There was a church at Kilmun in Cowal for centuries before 1442, but in that year Duncan Campbell of Lochawe elevated it to the status of a collegiate church and rebuilt it. Only the tower now survives. Duncan granted various lands for the support of the provost and chaplains whom he was establishing there. In return they were to pray for various named people (his own family and the king’s family) and for all the faithful departed.
Now the various lands granted by Duncan are described in some detail in a royal charter confirming his grant. The first one in the list is ‘the three-mark-land of Achinlochir lying in the barony of Kilmun, between the burn commonly called Altlochir on the north side and Altinmarkis on the east side’. (1)
I wondered where Achinlochir might have been. I expected it to be fairly close to Kilmun, given that it’s in the barony (though that can’t always be guaranteed). The place-name itself might be a clue. It is pretty transparent, containing Gaelic achadh ‘field’ and luachair ‘rush, rushy place’ and hence ‘marsh’. So we would be looking for a place near Kilmun where rushes might grow, somewhere wet.
Well, to be honest, that could be almost anywhere in Cowal – especially after the weather of these last few months! But looking around on the OS map in the area around Kilmun (grid-reference NS165820) we very quickly come across a place called Rashfield, about 2½ km away (NS146836). That’s very promising. It’s on low-lying ground near the mouth of the River Eachaig. Even without the place-name Rashfield, ‘field of rushes’, you might expect such a place to be marshy.
But Rashfield is a Scots name. And this was a Gaelic-speaking area until fairly recently. So the name Rashfield is likely to be a fairly modern coining. Was there a farm there before Rashfield got its name, and if so what was it called?

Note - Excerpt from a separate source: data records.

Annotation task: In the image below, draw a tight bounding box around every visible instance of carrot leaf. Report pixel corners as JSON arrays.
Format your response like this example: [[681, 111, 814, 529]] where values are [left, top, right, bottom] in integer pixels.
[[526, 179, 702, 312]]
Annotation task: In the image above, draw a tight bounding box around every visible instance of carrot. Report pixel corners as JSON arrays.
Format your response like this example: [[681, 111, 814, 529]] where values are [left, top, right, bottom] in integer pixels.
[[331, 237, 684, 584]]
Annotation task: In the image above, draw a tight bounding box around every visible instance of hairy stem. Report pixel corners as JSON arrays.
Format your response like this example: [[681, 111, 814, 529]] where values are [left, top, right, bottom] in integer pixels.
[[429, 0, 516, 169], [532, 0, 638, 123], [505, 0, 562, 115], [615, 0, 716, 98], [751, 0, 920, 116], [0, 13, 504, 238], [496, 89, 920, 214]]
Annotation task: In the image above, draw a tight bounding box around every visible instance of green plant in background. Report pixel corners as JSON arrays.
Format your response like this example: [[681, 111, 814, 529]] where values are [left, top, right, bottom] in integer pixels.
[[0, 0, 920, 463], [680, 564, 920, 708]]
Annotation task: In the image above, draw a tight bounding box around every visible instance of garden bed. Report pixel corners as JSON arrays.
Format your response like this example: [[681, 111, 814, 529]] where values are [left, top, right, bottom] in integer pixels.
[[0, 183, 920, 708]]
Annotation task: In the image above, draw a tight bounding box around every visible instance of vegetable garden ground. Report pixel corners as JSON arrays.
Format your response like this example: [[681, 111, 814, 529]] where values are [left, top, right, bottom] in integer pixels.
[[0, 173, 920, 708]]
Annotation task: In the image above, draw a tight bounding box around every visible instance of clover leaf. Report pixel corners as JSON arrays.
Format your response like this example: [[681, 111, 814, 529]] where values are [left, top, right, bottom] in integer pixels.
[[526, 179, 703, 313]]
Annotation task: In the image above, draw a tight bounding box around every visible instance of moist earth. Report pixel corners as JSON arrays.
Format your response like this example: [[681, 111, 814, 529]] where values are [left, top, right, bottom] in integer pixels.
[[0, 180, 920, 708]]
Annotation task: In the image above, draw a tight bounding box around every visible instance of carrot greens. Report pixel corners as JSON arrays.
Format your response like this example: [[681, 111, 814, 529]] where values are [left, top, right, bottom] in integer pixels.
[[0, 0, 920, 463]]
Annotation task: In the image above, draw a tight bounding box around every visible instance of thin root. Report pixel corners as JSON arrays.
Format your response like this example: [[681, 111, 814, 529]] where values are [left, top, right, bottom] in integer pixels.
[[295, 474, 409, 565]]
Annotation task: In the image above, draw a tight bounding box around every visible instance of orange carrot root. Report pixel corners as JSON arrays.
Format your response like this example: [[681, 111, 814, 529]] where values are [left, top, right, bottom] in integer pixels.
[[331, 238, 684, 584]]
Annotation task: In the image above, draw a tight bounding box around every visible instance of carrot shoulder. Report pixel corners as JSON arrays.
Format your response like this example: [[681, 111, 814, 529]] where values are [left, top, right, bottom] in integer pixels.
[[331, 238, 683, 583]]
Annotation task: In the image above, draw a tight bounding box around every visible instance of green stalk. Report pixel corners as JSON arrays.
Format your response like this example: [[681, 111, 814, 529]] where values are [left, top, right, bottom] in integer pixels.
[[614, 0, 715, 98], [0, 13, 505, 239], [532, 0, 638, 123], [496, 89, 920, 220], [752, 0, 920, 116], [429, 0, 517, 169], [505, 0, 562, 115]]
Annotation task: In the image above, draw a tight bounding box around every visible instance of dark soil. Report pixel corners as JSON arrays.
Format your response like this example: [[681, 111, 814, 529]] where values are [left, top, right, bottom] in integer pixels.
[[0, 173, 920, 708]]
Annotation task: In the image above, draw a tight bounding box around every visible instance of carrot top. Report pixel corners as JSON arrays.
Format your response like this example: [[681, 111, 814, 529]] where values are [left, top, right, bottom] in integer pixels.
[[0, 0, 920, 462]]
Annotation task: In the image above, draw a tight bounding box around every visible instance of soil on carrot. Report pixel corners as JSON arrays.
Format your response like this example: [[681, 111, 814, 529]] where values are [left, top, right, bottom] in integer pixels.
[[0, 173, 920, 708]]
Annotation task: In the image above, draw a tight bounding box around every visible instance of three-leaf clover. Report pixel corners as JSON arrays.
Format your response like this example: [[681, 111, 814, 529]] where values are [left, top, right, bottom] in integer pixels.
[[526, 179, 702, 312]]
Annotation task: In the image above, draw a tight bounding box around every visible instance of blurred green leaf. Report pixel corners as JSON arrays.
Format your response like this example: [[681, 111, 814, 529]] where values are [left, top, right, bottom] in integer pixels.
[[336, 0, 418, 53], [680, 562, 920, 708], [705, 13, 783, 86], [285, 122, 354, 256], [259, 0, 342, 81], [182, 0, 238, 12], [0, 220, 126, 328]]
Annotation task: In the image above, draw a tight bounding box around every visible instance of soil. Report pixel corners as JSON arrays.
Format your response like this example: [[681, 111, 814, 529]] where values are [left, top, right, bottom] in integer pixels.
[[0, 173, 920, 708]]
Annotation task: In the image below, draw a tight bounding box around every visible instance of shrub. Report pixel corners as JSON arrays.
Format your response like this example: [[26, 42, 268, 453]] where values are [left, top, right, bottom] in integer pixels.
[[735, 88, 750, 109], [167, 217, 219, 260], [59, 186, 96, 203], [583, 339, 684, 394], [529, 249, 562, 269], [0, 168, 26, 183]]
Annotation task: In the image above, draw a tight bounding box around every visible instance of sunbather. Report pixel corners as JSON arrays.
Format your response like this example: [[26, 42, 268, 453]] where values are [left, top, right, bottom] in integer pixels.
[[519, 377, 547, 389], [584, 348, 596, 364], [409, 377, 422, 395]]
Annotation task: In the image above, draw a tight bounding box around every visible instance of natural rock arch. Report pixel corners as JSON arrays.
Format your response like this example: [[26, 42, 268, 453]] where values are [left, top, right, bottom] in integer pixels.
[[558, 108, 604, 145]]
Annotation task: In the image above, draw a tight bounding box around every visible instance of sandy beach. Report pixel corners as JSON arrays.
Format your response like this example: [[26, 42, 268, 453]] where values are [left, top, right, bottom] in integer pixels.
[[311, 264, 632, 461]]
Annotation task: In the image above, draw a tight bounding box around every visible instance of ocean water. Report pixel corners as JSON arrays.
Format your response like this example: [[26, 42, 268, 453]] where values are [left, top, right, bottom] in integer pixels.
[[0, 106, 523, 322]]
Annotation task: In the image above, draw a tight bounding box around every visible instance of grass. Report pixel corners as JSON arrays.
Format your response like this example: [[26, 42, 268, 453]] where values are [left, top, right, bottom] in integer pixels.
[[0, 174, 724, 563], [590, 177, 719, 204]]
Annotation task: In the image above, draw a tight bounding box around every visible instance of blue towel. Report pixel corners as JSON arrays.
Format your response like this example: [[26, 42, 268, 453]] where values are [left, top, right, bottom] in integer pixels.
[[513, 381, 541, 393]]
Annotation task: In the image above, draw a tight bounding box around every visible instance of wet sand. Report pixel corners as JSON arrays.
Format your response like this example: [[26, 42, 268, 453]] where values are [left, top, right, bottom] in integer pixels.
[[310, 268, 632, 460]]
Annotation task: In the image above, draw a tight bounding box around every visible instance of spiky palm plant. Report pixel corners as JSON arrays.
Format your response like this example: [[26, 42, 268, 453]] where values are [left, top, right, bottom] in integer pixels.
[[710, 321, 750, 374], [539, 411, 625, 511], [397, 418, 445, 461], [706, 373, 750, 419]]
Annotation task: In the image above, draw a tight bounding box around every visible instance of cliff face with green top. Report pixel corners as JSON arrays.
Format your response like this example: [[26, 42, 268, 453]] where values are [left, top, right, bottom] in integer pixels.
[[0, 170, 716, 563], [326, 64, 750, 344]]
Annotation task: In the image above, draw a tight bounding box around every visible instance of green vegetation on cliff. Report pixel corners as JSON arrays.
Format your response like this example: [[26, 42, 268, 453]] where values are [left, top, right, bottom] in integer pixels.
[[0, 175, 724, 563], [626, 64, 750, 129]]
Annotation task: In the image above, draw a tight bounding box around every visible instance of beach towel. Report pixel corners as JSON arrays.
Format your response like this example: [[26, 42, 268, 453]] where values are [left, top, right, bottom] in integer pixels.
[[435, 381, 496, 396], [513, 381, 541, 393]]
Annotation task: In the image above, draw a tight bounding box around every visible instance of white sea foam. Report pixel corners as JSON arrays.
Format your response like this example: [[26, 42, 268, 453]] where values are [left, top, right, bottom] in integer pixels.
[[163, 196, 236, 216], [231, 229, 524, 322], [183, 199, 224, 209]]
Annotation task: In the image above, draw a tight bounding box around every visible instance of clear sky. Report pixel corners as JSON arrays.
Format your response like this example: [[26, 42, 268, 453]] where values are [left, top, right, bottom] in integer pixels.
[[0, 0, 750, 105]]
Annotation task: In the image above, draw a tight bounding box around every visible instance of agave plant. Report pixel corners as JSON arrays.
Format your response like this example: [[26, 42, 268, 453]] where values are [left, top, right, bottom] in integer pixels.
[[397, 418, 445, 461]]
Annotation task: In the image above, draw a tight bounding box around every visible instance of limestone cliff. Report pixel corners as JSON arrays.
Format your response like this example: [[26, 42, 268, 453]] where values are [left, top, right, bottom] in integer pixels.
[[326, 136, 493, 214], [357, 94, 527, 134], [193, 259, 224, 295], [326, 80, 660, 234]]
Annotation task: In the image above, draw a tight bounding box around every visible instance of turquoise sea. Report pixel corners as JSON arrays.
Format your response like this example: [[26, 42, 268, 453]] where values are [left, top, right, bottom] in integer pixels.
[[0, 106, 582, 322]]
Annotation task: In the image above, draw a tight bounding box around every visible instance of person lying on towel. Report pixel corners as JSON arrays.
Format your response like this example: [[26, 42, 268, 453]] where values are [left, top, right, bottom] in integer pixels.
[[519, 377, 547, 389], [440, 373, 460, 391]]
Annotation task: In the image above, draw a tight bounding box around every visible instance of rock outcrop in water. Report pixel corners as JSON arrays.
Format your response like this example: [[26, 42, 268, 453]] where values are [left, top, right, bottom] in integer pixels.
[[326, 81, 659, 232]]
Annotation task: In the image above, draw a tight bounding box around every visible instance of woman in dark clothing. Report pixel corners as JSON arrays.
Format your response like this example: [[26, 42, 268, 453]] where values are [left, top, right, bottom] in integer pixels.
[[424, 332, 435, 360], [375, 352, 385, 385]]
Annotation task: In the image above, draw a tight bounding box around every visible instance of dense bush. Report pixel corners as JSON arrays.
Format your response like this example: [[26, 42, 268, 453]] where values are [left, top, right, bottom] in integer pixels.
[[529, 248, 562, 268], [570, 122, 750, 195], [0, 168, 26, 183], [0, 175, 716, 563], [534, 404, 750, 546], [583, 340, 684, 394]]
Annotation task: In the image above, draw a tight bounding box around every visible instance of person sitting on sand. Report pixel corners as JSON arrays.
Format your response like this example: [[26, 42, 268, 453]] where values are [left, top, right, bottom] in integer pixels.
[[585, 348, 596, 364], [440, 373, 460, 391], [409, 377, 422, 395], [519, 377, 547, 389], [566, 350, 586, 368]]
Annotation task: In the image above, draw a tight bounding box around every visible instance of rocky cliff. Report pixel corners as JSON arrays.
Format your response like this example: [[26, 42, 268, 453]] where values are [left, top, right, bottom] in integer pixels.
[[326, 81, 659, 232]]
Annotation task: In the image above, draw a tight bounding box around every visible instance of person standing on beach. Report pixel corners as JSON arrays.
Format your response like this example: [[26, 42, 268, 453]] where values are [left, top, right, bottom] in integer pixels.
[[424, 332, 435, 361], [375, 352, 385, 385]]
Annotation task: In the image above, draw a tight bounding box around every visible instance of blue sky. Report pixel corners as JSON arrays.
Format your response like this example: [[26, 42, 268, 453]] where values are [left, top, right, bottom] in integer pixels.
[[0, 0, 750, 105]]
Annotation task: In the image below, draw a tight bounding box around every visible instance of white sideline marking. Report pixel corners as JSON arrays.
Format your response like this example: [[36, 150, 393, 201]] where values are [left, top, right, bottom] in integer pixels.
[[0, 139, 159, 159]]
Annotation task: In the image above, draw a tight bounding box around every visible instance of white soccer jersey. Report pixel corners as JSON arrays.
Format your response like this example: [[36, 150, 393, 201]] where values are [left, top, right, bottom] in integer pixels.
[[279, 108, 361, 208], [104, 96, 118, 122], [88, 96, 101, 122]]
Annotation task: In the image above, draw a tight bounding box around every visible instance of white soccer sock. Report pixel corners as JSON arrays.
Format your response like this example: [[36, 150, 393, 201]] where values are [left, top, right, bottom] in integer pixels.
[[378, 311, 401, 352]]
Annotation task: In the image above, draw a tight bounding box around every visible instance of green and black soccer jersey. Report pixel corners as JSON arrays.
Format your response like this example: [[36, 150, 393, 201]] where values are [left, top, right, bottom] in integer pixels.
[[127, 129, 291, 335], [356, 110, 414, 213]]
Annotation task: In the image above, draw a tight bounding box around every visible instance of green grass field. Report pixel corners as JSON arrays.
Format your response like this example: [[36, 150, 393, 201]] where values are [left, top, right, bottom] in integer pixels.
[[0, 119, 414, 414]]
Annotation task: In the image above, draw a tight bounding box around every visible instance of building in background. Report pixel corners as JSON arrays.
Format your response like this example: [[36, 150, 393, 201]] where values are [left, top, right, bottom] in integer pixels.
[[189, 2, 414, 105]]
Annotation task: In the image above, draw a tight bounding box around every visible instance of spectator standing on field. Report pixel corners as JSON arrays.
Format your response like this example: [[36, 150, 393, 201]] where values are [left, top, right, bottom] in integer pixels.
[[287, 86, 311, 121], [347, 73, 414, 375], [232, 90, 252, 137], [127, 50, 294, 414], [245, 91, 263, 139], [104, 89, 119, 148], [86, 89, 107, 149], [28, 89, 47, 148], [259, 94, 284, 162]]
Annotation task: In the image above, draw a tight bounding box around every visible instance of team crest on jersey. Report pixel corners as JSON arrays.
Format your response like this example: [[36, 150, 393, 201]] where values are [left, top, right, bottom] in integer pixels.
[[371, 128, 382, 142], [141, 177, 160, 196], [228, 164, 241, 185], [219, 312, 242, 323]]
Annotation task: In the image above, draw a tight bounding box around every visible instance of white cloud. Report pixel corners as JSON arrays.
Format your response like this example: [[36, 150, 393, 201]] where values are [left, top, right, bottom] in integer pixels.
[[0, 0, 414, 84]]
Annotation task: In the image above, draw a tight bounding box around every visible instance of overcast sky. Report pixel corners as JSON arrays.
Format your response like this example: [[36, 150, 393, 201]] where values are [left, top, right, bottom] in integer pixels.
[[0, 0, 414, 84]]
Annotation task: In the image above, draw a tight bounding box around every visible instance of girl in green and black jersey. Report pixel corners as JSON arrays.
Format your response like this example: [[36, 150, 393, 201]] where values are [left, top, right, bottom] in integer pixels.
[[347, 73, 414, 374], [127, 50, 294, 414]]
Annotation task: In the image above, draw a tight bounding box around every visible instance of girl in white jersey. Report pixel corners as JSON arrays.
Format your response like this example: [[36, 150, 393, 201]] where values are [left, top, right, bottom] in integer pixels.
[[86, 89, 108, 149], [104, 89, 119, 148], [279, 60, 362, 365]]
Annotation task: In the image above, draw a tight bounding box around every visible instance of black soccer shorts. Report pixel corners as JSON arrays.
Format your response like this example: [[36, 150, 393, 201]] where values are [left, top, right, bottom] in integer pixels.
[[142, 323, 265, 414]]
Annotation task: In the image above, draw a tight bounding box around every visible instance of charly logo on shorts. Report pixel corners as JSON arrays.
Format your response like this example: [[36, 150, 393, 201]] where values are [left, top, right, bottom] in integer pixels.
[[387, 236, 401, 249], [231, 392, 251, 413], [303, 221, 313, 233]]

A look at some earlier maps tells us everything. In the 1750s Roy’s map shows a farm right here, close to the church of Killmun, and it’s called Achinlochar!
This is a very happy conclusion. A further insight follows. Our charter tells us that the northern boundary of Achinlochir was Altlochir ‘rushy burn’. There is a significant burn which is now called Eas Mor, flowing through Puck’s Glen and into the Eachaig. It probably formed the northern march of the lands of Achinlochir, and if so the Eas Mor (Gaelic eas mòr ‘big waterfall’ or ‘big cascade’) was once called Altlochir.
(1) This is from the manuscript in the National Records of Scotland, C2/4/21; a briefer and less descriptive mention is made of it in the edition in the Register of the Great Seal (RMS ii no. 346).